Gary Willoughby Gary Willoughby - 6 months ago 10
PHP Question

Testing for UTF8 strings in PHP, is this a reliable method?

I've found a useful function on another answer and I wonder if someone could explain to me what it is doing and if it is reliable. I was using mb_detect_encoding() but it was incorrcted when reading from a ISO8859-1 file on a Linux os.

This function seems to work in all cases I tested.
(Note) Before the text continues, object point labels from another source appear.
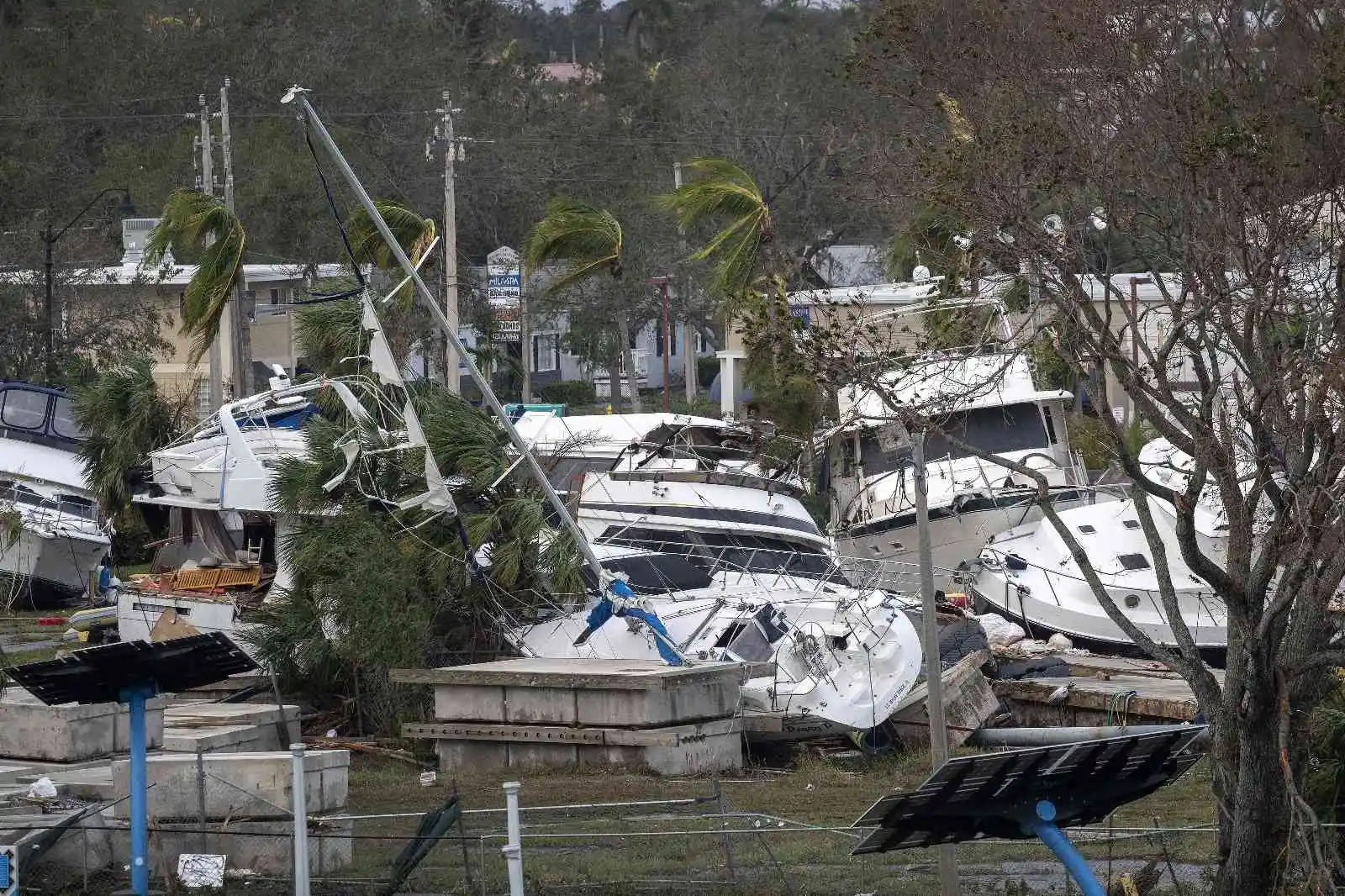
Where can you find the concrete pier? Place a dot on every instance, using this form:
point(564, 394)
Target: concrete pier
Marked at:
point(537, 712)
point(71, 732)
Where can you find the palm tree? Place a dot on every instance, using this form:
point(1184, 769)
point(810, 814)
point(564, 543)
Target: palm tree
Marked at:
point(125, 417)
point(591, 241)
point(723, 192)
point(360, 566)
point(202, 225)
point(414, 233)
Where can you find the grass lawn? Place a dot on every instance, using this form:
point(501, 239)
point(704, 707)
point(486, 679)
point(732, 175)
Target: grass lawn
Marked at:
point(685, 846)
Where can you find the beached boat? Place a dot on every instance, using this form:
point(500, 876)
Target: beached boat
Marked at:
point(1028, 573)
point(51, 537)
point(989, 401)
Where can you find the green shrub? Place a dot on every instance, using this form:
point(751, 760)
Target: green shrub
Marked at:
point(567, 392)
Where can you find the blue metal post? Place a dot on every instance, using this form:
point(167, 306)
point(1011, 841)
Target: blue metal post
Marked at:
point(1044, 826)
point(136, 698)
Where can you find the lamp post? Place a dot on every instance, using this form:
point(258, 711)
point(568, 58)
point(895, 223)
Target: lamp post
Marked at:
point(49, 239)
point(666, 336)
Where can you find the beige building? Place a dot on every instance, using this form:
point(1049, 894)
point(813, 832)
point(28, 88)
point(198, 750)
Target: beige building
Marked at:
point(883, 319)
point(269, 293)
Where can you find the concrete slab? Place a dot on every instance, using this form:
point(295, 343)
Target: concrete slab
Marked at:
point(540, 672)
point(80, 851)
point(1095, 701)
point(210, 728)
point(237, 784)
point(91, 782)
point(71, 732)
point(676, 750)
point(582, 692)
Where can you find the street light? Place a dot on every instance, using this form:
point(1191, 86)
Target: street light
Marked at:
point(124, 210)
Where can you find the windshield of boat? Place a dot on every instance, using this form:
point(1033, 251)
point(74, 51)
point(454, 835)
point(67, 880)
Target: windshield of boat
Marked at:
point(17, 494)
point(654, 573)
point(730, 552)
point(1000, 430)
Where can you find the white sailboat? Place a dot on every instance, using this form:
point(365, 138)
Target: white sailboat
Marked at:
point(721, 549)
point(1028, 573)
point(57, 541)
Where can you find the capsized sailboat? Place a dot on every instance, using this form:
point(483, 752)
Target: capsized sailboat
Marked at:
point(51, 537)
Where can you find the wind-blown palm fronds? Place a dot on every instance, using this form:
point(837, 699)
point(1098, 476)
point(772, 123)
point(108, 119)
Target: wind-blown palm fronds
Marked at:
point(125, 417)
point(588, 239)
point(194, 222)
point(414, 235)
point(723, 192)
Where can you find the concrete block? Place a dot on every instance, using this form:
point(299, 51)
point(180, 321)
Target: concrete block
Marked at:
point(686, 701)
point(461, 755)
point(80, 851)
point(266, 848)
point(237, 784)
point(676, 750)
point(71, 732)
point(454, 703)
point(91, 782)
point(540, 705)
point(208, 728)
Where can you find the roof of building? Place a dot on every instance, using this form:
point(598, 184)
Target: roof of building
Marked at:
point(849, 266)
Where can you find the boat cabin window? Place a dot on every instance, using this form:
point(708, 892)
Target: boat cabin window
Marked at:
point(64, 420)
point(24, 409)
point(716, 552)
point(995, 430)
point(656, 573)
point(19, 494)
point(659, 540)
point(77, 506)
point(1133, 561)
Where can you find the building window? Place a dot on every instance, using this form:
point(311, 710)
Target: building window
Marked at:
point(658, 338)
point(546, 353)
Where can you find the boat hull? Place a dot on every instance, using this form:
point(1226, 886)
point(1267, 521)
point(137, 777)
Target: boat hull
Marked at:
point(1076, 614)
point(842, 662)
point(955, 537)
point(51, 568)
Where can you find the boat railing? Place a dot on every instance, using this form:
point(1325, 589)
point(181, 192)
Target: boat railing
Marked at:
point(777, 568)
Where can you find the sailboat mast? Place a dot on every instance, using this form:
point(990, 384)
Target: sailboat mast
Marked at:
point(437, 314)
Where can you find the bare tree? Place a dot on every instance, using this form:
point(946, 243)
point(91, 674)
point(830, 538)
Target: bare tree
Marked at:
point(1200, 145)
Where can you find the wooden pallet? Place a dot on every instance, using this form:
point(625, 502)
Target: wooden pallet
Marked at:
point(210, 579)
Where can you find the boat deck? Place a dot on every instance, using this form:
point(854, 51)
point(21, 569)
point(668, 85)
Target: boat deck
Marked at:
point(1103, 690)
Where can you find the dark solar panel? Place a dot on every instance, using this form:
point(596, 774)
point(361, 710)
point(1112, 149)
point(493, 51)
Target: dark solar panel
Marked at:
point(1133, 561)
point(98, 674)
point(993, 794)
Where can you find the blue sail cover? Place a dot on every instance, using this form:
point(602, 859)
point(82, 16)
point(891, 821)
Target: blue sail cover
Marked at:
point(605, 609)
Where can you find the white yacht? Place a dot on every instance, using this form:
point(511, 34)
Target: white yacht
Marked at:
point(719, 546)
point(54, 541)
point(217, 478)
point(838, 660)
point(989, 401)
point(1028, 573)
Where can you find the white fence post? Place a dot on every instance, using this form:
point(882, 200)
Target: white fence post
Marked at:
point(514, 848)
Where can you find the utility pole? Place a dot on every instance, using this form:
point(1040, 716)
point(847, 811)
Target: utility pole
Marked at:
point(235, 313)
point(689, 361)
point(454, 152)
point(525, 335)
point(208, 186)
point(934, 667)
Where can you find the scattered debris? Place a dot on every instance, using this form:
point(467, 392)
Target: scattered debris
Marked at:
point(42, 788)
point(201, 871)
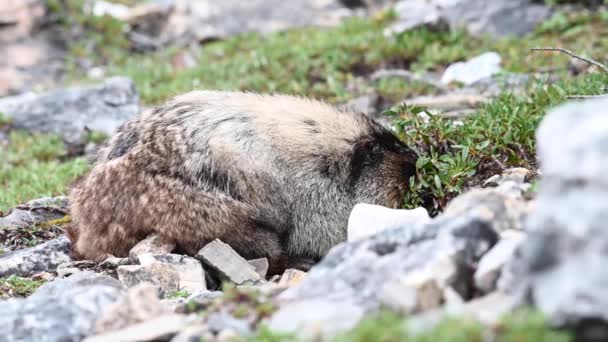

Here is the question: Get file encoding

Here is the function:

function isUTF8($string){
    return preg_match('%(?:
    [\xC2-\xDF][\x80-\xBF]        # non-overlong 2-byte
    |\xE0[\xA0-\xBF][\x80-\xBF]               # excluding overlongs
    |[\xE1-\xEC\xEE\xEF][\x80-\xBF]{2}      # straight 3-byte
    |\xED[\x80-\x9F][\x80-\xBF]               # excluding surrogates
    |\xF0[\x90-\xBF][\x80-\xBF]{2}    # planes 1-3
    |[\xF1-\xF3][\x80-\xBF]{3}                  # planes 4-15
    |\xF4[\x80-\x8F][\x80-\xBF]{2}    # plane 16
    )+%xs', $string);
}


Is this a reliable way of detecting UTF8 strings?
What exactly is it doing?
Can it be made more robust?

Answer

If you do not know the encoding of a string, it is impossible to guess the encoding with any degree of accuracy. That's why mb_detect_encoding simply does not work. If however you know what encoding a string should be in, you can check if it is a valid string in that encoding using mb_check_encoding. It more or less does what your regex does, probably a little more comprehensively. It can answer the question "Is this sequence of bytes valid in UTF-8?" with a clear yes or no. That doesn't necessarily mean the string actually is encoded in that encoding, just that it may be. For example, it'll be impossible to distinguish any single-byte encoding using all 8 bits from any other single-byte encoding using 8 bits. But UTF-8 should be rather distinguishable, though you can produce, for instance, Latin-1 encoded strings that also happen to be valid UTF-8 byte sequences.

In short, there's no way to know for sure. If you expect UTF-8, check if the byte sequence you received is valid in UTF-8, then you can treat the string safely as UTF-8. Beyond that there's hardly anything you can do.